If you go by their pronouncements, it seemed that Manila Mayor Joseph Estrada and Vice-Mayor Isko Moreno have solved the traffic problem in the city with a simple stroke of a pen. They instituted a bus ban in Manila in order to reduce the volume of vehicles on the road.
As if magic, the bus ban had an immediate effect the day it was implemented. Freely flowing traffic along Espana and other thoroughfares in Manila was observed as buses from Quezon City had to turn around near Welcome Rotonda as they were not welcome anymore in the City of Man.
The MMDA followed suit by imposing a ban on provincial buses in Metro Manila which created a lot of havoc in its first day of implementation earlier this week. Many commuters from Cavite and other provinces in the south got stranded and confused as
the MMDA started operations of the Coastal Bus terminal.
The effect of both bus bans to commuters go beyond inconvenience. It adds burden to the already costly ride to work and school by adding another trip to get to their destination. Despite the reduction in vehicle load, the number of trips one needs to ride everyday increased. One has to drop off at the terminals before entering Manila and go to the center via jeepneys, utility vans or FXs.
Volume reduction schemes such as the bus ban and the various number coding schemes tend to work because they literally reduce vehicle density by reducing the number of cars and buses on the road. The positive effect is obvious and visual but tend to be skewed to those who would use the roads inside a vehicle such as private car owners. Commuters, who depend on mass transport, tend to be left behind in policies such as the bus ban that limit their options of direct ways to arrive to their destination.
Most of the MMDA schemes to reduce traffic, as well as those of local government units, tend to be one-sided since while they are looking at ways to reduce the volume of traffic, these government agencies flinch at the thought of government providing fast, cheap and efficient transport for the commuting pedestrian. This type of solutions would entail capital costs to which our government is averse at the moment.
Such attitude of looking at the private sector for solutions greatly limits their options in truly addressing traffic problems.
The other mass transport alternative— the MRT and the LRT— is limited in its coverage and, as privatized utilities go, is slated to be more costly in the future due to the announced fare increases. This would make commuting a bigger burden than it is right now. The ubiquitous jeepneys and FXs absorb the load since there is no other alternative for the lowly commuter.
Manila has in fact hit the wall of government intervention when the Land Transportation Franchising and Regulatory Bureau (LTFRB) reacted to the initial bus ban by pointing out that it violated the franchises that it gave to these buses.
Vice-mayor Moreno retorted that the LTFRB has never consulted them anyway. But the heart of the matter is that when we privatized and deregulated land transport, we took away government’s power to solve basic issues such as traffic and transportation and gave it to the hands of individuals and businesses whose prime motivation is profit rather than providing service. Manila backed down by limiting their bus ban to colorum buses or those without terminals in the city.

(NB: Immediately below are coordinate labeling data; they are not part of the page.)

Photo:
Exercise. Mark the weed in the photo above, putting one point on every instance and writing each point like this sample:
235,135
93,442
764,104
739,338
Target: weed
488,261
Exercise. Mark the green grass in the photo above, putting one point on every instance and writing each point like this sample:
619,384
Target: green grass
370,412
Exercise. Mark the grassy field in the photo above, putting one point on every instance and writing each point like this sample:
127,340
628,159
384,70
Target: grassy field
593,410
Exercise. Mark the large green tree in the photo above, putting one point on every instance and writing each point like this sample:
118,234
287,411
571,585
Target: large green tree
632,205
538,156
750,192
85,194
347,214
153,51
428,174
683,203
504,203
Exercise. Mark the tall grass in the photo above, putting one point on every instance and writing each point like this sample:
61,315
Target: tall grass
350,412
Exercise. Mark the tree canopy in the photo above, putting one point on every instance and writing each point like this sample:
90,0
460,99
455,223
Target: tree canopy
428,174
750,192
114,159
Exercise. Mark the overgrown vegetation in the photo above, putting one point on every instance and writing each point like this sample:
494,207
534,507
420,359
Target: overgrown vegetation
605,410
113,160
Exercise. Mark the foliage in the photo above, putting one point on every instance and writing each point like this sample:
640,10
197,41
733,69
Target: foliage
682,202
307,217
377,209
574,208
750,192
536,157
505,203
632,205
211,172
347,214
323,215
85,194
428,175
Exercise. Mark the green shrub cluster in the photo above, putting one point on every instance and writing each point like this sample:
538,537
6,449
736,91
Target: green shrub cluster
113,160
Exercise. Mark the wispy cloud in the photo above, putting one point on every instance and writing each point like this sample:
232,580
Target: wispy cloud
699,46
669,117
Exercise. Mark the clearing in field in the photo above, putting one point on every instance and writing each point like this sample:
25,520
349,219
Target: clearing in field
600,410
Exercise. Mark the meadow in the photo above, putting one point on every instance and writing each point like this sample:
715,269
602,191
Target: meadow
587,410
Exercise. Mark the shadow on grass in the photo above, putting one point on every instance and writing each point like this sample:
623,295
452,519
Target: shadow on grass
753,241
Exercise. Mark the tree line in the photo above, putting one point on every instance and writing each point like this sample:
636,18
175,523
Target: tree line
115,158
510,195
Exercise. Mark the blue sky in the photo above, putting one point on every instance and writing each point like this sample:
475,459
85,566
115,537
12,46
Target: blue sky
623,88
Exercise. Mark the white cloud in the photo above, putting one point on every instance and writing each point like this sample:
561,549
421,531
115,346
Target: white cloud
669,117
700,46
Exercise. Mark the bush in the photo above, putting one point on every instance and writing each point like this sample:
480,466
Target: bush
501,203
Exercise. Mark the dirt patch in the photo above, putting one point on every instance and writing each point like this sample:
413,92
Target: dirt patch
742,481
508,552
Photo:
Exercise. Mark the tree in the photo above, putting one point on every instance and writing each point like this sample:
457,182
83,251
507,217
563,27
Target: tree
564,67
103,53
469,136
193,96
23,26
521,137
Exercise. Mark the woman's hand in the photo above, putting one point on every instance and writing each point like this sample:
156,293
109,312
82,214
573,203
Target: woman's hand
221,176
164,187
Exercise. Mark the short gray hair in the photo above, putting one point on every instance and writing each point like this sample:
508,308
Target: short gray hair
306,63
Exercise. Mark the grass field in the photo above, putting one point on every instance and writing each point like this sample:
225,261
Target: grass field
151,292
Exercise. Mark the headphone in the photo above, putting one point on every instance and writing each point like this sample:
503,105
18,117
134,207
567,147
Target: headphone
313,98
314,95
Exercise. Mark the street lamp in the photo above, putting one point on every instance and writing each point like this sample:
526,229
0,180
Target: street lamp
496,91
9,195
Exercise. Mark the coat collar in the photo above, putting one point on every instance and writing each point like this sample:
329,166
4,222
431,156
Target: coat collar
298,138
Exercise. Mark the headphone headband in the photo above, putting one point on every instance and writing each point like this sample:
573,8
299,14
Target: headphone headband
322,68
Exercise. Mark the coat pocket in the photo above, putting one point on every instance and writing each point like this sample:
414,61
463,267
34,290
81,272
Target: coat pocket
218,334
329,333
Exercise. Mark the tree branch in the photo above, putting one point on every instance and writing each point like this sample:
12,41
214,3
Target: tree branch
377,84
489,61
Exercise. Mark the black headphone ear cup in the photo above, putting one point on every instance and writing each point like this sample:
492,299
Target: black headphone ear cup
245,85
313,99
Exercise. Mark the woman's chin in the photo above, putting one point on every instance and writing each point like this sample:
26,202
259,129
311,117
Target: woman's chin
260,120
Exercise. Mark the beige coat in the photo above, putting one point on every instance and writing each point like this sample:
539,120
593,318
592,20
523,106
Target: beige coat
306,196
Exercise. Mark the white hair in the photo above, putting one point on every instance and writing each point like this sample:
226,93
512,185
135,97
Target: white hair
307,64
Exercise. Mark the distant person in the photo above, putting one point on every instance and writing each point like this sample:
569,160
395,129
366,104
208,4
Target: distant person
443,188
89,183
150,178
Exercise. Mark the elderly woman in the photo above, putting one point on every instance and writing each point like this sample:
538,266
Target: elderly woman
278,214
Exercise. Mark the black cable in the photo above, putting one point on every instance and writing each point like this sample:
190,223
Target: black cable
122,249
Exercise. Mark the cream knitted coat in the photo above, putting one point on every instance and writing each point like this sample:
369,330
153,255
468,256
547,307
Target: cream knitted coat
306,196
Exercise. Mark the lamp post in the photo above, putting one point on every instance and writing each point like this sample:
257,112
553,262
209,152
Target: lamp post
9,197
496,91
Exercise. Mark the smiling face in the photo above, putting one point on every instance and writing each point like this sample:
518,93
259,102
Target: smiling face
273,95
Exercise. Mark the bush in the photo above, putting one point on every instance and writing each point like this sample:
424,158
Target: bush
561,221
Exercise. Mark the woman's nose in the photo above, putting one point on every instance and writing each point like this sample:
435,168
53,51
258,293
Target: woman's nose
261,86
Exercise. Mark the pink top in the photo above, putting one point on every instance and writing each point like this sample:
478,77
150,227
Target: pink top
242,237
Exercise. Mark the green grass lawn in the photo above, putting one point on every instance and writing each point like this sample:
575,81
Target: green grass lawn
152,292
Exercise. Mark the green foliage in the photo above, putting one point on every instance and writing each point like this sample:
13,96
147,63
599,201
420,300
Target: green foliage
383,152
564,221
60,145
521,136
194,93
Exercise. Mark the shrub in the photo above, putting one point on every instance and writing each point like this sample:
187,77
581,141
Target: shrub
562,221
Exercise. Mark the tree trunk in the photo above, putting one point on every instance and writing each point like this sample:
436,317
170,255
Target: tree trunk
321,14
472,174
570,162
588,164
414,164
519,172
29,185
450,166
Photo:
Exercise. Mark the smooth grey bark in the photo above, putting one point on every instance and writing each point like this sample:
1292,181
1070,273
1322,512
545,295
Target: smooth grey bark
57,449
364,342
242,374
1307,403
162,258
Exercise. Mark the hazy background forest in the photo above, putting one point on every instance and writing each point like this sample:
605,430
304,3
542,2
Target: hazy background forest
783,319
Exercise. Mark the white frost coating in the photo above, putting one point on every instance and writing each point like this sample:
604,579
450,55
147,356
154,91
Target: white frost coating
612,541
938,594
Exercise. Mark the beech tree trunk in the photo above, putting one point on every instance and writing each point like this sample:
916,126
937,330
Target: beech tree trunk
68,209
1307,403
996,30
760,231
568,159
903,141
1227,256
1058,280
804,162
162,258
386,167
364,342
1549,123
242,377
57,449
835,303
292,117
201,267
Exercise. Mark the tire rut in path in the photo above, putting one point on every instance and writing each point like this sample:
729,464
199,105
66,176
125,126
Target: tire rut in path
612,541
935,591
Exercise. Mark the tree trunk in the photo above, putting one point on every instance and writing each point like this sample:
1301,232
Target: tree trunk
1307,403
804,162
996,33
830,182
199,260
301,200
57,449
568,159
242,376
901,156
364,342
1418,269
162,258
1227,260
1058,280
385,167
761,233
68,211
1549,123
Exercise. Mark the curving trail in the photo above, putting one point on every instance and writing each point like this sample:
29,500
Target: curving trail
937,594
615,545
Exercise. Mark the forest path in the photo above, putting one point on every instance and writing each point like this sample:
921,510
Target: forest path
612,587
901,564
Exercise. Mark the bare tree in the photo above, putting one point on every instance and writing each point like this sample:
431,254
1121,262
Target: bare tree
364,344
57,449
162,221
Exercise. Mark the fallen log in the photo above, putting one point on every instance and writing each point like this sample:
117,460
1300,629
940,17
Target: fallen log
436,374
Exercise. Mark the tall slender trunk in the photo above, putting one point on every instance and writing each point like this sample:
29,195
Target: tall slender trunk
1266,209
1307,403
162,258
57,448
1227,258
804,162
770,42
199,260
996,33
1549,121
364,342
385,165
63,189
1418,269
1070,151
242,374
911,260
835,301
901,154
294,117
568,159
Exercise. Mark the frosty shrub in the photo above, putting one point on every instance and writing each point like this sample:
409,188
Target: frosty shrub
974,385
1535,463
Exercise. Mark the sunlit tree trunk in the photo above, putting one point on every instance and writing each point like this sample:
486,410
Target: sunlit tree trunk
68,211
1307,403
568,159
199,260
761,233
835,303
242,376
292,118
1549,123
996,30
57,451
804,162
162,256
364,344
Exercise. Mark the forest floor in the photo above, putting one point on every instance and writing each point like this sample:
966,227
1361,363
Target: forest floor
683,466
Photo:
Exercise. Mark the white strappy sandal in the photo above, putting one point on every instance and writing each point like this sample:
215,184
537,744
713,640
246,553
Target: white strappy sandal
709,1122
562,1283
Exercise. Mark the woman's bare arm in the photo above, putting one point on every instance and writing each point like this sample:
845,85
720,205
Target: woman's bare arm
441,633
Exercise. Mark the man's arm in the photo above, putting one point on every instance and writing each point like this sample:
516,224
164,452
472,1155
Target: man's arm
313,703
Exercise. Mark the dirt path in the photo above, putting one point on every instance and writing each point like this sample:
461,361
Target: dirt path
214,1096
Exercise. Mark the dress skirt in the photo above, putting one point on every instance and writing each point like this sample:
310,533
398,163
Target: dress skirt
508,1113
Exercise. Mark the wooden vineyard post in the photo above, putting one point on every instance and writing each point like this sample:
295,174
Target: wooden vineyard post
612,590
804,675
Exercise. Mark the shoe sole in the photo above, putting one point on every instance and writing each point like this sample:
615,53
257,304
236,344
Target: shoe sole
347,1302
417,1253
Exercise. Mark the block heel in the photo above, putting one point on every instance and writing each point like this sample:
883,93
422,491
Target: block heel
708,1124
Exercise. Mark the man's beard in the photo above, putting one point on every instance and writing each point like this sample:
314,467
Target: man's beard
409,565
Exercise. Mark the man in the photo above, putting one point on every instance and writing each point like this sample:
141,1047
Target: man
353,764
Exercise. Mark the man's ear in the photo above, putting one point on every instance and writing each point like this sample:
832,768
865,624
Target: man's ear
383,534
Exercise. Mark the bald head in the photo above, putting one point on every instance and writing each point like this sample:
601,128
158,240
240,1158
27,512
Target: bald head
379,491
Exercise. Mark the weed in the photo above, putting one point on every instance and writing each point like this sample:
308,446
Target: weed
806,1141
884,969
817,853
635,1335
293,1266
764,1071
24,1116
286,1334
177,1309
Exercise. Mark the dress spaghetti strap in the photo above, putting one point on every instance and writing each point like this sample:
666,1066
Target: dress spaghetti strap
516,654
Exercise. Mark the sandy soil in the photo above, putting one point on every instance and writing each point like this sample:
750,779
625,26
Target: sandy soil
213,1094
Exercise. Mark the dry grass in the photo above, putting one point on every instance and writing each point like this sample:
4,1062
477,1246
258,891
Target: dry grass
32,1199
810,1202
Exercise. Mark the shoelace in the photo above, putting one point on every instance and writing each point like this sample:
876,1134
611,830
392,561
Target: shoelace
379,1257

One pines for a situation similar to Curitiba in Brazil where they have a Bus Rapid Transit (BRT) system where buses arrive as frequent as one and a half minute between buses at stations that are convenient and comfortable. The success of the BRT can be seen in the fact that 70 percent of the commuters in greater Curitiba use the system to go to work making it one of the most heavily used transit system in the world.
The BRT was a cheaper alternative to building a rail system since it uses existing urban roadways and had substantially lower capital costs. What was crucial however was the amount of planning and design that went to its implementation. A Master Plan of the city was instituted in 1965 where it was made clear that mass transit was to replace the car as the primary means of transport.
The BRT is a system of buses that include minibuses that ply through residential areas and bring passengers to conventional bus stations. These conventional buses travel along circumferential routes around the city. The BRT is the main link between these routes and runs through one of the five main arteries leading to the center of the city.
The buses run along a dedicated lane and stop at stations with loading and unloading times of less than 20 seconds. Passengers pay at the station before they get on the bus. There are transfer areas where different service lines intersect and there is no need to get a new ticket to go to another line.
Curitiba’s BRT is an example of how foresight rather than stopgap measures solve a problem such as traffic. They planned for a shift from automobile travel to bus travel and synchronized their city growth accordingly. They made the transfer of people and goods a priority which not only resulted to reduced costs for the government but also lower spending of Curitibanos on travel.